A geneticist crosses tall pea plants with short pea plants. All the F_1 plants are tall. The F_1 plants are then allowed to self-fertilize, and the F_2 plants are classified by height: 62 tall and 26 short. From these results, the geneticist concludes that shortness in peas is due to a recessive allele (s) and that tallness is due to a dominant allele (S). On this hypothesis, 2/3 of the tall F_2 plants should be heterozygous Ss. To test this prediction, the geneticist uses pollen from each of the 62 tall plants to fertilize the ovules of emasculated flowers on short pea plants. The next year, three seeds from each of the 62 crosses are sown in the garden and the resulting plants are grown to maturity.
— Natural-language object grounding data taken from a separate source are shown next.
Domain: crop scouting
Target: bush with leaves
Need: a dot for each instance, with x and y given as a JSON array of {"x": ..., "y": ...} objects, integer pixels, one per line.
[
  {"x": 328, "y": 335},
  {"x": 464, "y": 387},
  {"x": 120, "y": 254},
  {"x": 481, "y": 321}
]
If none of the three plants from a cross is short, the male parent is classified as having been homozygous Ss; if at least one of the three plants from a cross is short, the male parent is classified as having been heterozygous Ss.

Using this system of progeny testing, the geneticist concludes that 29 of the 62 tall F_2 plants were homozygous SS and that 33 of these plants were heterozygous Ss.
Using the chi-square procedure, evaluate these results for goodness of fit to the prediction that 2/3 of the tall F_2 plants should be heterozygous.
Informed by what you read in A Milestone in Genetics: Mendel's 1866 Paper (which you can find in the Student Companion site), explain why the geneticist's procedure for classifying tall F_2 plants by genotype is not definitive.
Adjust for the uncertainty in the geneticist's classification procedure and calculate the expected frequencies of homozygotes and heterozygotes among the tall F_2 plants.
Evaluate the predictions obtained in (c) using the chi-square procedure.